The man felt a wave of nausea as they reached the painting and it took everything within him to control himself. As he stood there before the painting the jumbled whispers grew more insistent, coming at him faster and louder from all directions; he had to control the overwhelming urge to sprint with everything he had back into the now quite welcoming blizzard. As the talking continued, each voice vying to be heard above the other, he began to register one repeated phrase, “Get out, get out, get out.” The intensity of the voices grew until they were a roar in his ears.

He wanted to run. He wanted to clap his hands over his ears and block out that harsh, terrorizing noise. Instead he stood fixated in place, suddenly colder than the blizzard that awaited him outside. Cold sweat began to pour out of him. He tried to speak but couldn’t; his tongue, now thick and clumsy in his mouth, was rendered as immobile as the rest of him.

The woman continued on past the portrait without sparing it another glance. She casually rested at the door beside it, her fingers still on the wall, one hand resting gracefully on the door. “These walls hum with vitality, do they not?” she whispered almost lovingly as she trailed her hand down to the knob. With a final push, the door opened with a creak...

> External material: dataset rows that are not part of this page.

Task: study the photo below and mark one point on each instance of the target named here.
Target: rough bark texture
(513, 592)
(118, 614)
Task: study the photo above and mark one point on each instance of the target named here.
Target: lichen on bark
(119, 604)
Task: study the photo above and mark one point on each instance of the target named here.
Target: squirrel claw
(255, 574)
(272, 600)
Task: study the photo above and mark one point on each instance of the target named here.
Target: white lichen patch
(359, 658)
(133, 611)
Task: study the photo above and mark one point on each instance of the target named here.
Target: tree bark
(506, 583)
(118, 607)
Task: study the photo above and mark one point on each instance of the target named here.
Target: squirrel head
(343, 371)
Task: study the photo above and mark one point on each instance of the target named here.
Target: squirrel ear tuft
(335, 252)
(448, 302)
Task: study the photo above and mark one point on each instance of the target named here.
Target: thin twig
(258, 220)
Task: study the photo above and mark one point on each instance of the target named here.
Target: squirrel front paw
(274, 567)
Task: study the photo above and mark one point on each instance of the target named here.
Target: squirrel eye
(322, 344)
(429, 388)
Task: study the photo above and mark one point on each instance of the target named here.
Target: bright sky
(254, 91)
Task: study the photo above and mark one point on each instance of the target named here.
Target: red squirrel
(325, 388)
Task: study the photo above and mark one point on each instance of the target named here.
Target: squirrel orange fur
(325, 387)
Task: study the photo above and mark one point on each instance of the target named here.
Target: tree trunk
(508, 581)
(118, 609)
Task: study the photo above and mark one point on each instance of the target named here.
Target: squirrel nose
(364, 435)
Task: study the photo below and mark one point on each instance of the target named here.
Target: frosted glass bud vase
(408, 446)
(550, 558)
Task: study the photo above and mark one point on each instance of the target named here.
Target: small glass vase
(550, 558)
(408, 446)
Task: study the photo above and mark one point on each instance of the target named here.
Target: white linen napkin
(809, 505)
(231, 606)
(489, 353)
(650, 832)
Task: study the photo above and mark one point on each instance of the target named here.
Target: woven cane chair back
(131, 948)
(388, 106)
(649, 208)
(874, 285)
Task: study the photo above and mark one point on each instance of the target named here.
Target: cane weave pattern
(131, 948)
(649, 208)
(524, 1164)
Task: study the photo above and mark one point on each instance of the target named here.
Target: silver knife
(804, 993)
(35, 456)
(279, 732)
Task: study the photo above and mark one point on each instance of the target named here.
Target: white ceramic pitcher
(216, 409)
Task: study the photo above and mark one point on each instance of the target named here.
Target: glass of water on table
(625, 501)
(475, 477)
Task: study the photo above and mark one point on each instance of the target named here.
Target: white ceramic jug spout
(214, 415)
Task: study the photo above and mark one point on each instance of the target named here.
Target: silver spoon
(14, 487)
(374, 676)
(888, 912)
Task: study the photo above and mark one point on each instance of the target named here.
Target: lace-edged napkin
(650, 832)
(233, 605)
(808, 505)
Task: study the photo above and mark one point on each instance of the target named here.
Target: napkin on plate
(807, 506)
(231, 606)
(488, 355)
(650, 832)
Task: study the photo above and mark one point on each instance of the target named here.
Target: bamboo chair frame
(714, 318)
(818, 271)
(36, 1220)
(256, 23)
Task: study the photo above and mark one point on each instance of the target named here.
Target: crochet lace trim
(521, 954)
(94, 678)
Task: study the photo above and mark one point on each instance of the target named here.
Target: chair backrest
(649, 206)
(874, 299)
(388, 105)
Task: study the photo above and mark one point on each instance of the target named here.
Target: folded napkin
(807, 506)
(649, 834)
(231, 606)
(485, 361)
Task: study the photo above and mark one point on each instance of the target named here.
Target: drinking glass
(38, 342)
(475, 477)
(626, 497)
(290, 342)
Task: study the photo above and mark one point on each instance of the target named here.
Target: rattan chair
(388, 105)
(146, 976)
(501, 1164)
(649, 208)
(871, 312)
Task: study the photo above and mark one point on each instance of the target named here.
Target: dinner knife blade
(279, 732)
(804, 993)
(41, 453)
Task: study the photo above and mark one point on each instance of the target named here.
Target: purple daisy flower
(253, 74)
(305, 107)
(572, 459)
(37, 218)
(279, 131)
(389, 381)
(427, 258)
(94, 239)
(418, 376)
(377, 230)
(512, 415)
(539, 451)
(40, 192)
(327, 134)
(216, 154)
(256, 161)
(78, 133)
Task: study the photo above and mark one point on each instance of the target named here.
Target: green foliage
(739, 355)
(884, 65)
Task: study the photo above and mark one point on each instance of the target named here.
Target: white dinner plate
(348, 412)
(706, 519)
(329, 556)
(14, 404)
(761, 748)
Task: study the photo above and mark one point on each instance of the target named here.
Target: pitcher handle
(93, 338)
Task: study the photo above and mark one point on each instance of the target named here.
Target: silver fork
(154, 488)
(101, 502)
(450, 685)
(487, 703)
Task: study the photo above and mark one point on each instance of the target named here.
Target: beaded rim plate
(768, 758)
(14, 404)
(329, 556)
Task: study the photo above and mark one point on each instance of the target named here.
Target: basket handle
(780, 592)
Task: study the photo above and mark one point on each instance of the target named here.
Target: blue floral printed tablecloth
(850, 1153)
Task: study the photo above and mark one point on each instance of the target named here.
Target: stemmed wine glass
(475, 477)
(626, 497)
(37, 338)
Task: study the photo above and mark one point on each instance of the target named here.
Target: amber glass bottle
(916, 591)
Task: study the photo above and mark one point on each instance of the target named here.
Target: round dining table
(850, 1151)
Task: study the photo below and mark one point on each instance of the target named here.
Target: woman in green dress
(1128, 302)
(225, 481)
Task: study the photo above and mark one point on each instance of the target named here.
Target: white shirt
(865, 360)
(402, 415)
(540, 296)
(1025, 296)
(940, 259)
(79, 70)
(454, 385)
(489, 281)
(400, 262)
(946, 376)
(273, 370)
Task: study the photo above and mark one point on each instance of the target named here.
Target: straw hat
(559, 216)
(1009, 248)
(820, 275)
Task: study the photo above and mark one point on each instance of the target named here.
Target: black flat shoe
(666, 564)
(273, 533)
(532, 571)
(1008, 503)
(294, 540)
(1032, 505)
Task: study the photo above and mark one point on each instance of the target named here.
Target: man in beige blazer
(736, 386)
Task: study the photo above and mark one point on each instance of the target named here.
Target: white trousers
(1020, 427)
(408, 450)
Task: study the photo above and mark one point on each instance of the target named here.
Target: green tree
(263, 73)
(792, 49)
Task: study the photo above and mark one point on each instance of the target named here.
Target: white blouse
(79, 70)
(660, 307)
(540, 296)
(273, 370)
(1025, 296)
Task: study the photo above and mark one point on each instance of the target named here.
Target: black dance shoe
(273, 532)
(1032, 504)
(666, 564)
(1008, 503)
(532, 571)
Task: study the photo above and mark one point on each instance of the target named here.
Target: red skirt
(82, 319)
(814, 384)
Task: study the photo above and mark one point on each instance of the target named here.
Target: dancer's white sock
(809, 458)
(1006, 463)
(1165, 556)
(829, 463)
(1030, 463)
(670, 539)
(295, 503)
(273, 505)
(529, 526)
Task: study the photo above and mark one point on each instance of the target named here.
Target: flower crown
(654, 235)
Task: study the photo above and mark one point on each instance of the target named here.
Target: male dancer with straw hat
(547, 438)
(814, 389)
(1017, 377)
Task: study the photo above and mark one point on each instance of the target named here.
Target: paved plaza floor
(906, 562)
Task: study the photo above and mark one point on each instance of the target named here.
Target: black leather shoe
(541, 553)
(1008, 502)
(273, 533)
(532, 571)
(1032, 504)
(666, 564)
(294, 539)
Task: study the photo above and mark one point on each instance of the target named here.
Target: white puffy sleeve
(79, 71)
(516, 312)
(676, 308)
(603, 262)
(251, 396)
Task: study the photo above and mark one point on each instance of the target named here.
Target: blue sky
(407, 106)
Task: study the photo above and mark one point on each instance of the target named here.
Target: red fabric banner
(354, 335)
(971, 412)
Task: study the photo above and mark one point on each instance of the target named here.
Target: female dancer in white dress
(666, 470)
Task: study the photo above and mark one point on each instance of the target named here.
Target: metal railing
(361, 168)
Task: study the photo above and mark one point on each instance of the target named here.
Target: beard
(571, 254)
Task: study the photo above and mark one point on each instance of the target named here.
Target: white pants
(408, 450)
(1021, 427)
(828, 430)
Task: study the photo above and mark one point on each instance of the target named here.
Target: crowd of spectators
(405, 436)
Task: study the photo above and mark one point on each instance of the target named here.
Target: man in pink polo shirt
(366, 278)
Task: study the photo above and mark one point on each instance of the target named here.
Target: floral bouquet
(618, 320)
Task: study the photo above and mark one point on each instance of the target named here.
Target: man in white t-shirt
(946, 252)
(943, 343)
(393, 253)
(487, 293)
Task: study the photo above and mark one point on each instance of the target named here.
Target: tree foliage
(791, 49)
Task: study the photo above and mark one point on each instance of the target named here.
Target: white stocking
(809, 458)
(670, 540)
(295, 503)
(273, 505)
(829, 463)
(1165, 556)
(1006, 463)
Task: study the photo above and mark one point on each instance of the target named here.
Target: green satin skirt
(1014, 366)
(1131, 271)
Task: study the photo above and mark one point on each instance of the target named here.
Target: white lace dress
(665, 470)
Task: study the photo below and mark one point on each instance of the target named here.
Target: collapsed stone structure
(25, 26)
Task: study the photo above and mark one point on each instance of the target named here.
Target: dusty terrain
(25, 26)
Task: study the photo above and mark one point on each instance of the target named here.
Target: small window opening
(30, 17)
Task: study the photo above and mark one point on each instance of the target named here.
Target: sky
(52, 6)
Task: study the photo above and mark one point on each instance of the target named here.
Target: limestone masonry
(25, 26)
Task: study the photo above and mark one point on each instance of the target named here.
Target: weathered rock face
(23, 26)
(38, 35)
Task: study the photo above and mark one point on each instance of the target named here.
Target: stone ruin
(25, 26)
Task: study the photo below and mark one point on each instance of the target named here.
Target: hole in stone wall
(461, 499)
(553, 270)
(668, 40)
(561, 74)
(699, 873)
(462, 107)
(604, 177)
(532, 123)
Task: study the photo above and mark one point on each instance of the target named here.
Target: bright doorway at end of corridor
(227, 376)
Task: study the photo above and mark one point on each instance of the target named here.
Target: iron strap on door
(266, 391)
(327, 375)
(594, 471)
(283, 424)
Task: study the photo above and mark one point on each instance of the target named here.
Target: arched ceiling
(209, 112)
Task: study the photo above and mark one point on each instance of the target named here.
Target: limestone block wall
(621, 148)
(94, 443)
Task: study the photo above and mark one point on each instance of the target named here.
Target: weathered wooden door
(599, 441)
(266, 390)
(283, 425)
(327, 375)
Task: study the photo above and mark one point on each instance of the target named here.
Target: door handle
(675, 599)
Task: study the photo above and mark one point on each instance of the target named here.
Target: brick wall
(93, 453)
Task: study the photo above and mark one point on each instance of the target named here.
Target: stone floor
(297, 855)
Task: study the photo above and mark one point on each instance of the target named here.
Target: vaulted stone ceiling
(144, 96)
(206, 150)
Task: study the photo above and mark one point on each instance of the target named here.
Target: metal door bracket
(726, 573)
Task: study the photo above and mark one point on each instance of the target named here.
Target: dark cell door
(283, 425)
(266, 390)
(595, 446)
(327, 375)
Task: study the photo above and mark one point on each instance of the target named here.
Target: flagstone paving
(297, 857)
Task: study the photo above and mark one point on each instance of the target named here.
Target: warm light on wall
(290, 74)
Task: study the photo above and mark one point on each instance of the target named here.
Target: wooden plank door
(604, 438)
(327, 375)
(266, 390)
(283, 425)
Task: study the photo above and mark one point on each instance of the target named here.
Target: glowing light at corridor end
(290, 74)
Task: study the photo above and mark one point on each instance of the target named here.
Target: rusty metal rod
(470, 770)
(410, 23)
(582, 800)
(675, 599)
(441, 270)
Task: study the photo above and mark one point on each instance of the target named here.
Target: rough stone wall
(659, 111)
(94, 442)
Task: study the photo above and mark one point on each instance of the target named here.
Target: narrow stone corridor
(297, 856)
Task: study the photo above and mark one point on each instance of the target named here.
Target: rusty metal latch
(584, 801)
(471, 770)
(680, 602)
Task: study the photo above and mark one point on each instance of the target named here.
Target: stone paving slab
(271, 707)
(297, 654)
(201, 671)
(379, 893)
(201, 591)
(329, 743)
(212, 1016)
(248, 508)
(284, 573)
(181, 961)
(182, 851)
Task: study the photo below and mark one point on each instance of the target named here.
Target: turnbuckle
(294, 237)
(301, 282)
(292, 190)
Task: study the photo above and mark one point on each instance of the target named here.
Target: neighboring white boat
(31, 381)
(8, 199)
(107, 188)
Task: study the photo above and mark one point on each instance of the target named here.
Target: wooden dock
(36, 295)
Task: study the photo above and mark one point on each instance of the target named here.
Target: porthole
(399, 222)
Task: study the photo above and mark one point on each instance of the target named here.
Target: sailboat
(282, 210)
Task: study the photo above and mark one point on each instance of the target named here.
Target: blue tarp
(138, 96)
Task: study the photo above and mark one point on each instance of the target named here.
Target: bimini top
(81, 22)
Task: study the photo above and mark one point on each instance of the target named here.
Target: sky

“Be our guest, be our guest...” sang the butcher as he brought his cleaver down on a leg. Slicing off a piece of the meat, he dropped it down to the tattered cat beside him. The cat leaned its rotted nose down to give the meat a cursory sniff before hissing disdainfully, its shabby black fur spiking up along its hunched back.

“Donnae be so callous. We treat our guests wif respect,” the butcher brought down his cleaver once more as the cat wrapped itself about his leg with a cursory huff in reply. In the castle all was normal. Yet, in the town that rested ten miles past the valley, a carriage would soon roll in. It would bring with it a dream of happiness in the form of gleaming, golden walls and an optimistic, if rather volatile, family of three, but what lurked on the horizon was a promise of a raining fire that would burn everything once glorious to a hellish crisp.